これにまず驚きました。上田会長のお話は、自身の経験から得てきた教訓、現在の島津の取り組み、パンデミックが社会を変えた世界史を振り返りつつ未来への展望、という流れでした。分析計測機器の世界市場規模は年間10兆円、島津のシェアは世界第8位だそうです。2026年に市場規模は14兆円になると予測されており、大きな市場というわけではないが確実に伸びているとのことです。世界企業らしい雄大なビジネスの話でした。

紀本社長は近畿支部の個性を表象しているような方で、「はかってなんぼ」のタイトルを考案された方です。100万年前に人類が道具を使い始めて以来の人類史を10万年前、1万年前、1000年前、100年前と対数目盛で俯瞰し、ギリシャ哲学者から現代の理論物理学者までの言葉を引きつつ、観測の重要性や基礎科学衰退への警鐘を語る内容でした。なかなか普段触れることのない教養です。ラファエロなどの絵に青いはっぴ姿の酔っぱらいが隠れている趣向でした。

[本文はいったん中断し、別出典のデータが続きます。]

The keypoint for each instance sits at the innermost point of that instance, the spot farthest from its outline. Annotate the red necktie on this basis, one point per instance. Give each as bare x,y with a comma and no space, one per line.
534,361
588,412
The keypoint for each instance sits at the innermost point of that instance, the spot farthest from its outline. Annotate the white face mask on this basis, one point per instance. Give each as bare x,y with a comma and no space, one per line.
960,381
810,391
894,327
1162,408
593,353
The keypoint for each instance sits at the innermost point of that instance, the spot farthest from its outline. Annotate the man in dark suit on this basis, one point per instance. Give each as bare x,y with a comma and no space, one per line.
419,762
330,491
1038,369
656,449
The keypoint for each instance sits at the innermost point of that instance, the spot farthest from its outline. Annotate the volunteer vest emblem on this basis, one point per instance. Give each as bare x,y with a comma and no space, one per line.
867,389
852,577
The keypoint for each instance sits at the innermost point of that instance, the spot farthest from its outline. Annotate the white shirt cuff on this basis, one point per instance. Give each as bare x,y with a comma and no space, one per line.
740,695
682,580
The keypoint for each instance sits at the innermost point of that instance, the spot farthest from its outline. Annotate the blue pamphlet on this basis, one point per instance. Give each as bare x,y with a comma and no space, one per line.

パネルディスカッションは、最初に山本支部長から、支部会員の年齢層のピークが55~65歳にあり、若手を増やさなければ近い将来支部が衰退しかねない現状が報告されました。それを受けて、学会だけでなく分析化学そのものをどう発展させていくかについて話し合われました。
パネラーの皆さんの意見で共通していたのは、日頃自分が接する範囲の外の専門家と接する機会が欲しいということでした。その際、企業の専門家は対外発表のハードルが高いので、可能な範囲でしゃべれるような工夫が欲しいとか、くじ引きや席の近さでランダムに少人数で話せる場も良いとか、業務で参加すると情報収集が目的になるのでもっと自由に「妄想」を話せればとか、色々なアイデアが出ました。

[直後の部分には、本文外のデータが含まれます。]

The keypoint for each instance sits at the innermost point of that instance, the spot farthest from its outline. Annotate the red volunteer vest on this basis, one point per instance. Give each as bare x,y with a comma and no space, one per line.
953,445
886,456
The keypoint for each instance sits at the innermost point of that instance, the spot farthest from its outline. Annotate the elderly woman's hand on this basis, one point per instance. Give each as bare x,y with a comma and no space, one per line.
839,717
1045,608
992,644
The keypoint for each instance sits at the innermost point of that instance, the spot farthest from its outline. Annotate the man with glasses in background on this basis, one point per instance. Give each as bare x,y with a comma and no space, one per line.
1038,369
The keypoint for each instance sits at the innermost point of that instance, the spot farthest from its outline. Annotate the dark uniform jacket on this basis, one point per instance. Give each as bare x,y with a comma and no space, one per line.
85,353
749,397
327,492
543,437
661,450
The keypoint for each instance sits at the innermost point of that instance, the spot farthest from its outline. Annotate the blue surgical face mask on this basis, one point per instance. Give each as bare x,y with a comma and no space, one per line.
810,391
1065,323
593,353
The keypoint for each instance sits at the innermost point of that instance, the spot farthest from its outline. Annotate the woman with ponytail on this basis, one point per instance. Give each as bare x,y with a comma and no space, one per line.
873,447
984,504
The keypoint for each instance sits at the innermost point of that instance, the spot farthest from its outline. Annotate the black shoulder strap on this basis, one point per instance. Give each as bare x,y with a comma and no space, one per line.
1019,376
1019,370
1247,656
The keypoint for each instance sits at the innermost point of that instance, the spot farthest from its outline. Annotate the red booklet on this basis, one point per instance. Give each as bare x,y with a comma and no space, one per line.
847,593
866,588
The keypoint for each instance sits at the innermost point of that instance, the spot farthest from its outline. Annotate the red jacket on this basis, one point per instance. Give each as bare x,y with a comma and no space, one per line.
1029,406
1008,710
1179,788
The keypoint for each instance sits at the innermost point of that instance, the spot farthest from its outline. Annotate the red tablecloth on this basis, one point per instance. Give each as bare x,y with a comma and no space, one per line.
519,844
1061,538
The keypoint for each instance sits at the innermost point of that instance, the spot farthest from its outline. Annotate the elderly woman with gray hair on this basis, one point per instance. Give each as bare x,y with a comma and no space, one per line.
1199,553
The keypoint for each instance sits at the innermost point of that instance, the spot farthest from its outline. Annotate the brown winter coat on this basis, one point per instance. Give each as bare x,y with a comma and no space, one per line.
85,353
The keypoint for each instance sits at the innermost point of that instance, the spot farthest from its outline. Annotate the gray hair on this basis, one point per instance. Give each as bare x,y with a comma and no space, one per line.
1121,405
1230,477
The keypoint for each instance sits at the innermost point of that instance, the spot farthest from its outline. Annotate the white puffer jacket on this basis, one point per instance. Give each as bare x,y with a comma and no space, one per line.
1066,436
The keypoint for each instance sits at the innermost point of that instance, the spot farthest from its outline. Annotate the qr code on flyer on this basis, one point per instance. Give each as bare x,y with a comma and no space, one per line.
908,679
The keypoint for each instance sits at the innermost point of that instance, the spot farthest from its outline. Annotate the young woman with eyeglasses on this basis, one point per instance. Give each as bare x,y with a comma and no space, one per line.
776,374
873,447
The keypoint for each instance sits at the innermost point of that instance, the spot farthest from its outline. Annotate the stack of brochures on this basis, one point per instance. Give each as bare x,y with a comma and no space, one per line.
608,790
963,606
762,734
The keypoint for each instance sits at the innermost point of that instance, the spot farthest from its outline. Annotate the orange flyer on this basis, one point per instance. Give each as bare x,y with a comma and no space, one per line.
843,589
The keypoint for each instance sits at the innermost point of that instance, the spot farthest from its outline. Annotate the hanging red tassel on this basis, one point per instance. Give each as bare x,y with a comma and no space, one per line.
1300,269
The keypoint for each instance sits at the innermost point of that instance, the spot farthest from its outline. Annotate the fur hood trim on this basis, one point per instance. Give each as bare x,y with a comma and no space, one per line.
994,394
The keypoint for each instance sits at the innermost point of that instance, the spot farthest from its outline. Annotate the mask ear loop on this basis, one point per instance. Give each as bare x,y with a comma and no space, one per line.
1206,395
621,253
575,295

懇親会で幅広い方々とお話ししました。私は2019年に東京へ転勤しましたが(東京へ転勤&国立衛研旧庁舎)、この春に近畿へ戻ってきました。近畿支部の行事に出席したのも久しぶりでした。しかし話を聞くと、私だけでなく近畿にずっとおられた皆さんもお互い結構久しぶりだったようです。新型コロナウイルス感染症の流行で対面の行事が制約された3年間、その制約が無くなって最初の大きな行事だったようです。
懇親会の締めくくりは恒例の紀本社長による「大阪じめ」でした。

森内実行委員長の発表によれば記念式典は143人、懇親会は104人の参加で、たいへん盛況だったようです。私がこれまでに参加した支部行事の中で一番大きかったと思います。

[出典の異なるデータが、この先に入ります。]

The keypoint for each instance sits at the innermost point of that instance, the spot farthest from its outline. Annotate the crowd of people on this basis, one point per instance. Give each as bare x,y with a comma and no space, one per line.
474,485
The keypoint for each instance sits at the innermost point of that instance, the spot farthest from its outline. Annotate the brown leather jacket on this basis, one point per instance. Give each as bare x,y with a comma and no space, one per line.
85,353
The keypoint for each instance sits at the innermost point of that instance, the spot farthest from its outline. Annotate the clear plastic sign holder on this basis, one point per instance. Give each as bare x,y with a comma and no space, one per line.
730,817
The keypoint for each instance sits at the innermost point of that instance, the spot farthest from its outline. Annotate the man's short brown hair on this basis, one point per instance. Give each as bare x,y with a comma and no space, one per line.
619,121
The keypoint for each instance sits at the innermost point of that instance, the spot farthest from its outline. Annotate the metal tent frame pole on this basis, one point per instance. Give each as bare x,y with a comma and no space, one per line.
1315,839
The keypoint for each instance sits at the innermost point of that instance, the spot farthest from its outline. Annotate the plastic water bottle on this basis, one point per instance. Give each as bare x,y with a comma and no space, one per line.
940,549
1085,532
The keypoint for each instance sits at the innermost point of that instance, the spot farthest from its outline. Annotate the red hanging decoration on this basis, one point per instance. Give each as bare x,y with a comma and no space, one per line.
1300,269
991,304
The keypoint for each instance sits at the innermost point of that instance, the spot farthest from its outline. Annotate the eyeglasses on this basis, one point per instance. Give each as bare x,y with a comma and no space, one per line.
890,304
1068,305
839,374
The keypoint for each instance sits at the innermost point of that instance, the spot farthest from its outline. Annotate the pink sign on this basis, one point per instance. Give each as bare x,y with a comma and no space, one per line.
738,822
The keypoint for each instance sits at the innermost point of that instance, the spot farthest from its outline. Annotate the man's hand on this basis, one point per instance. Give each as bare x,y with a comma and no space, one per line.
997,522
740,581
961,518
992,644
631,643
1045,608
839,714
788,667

会場がまた素晴らしかったです。大阪工業大学の梅田キャンパスで、よくあるサテライトキャンパスではなく、高層ビルが丸ごとキャンパスだそうです。冒頭の画像は最上階のレストラン(懇親会場)から見下ろしたHEP FIVEの赤い観覧車です。梅田には高層ビルがいくつもありますが、観覧車を見下ろす眺めにははっとしました。
阪急ターミナルビルとヨドバシカメラとJR大阪駅がどんな位置関係にあるか、地上ではよくわかっていませんでしたが、俯瞰すると理解できました。写真を付けておきます。

この会場、一度は9月に記念式典の日程が決まって確保したのに、分析化学会年会と重なってしまったため急きょ6月に取り直したとのことでした。一等地の大人気の会場で、演者のスケジュール調整も含め、並々ならぬご苦労があったようです。これだけの企画を3カ月も前倒しとは、どんなに大変だったでしょう。タイミングとしては、先月新型コロナウイルス感染症が5類に移行したばかりで、解放感と祝賀ムードが一層盛り上がったように思います。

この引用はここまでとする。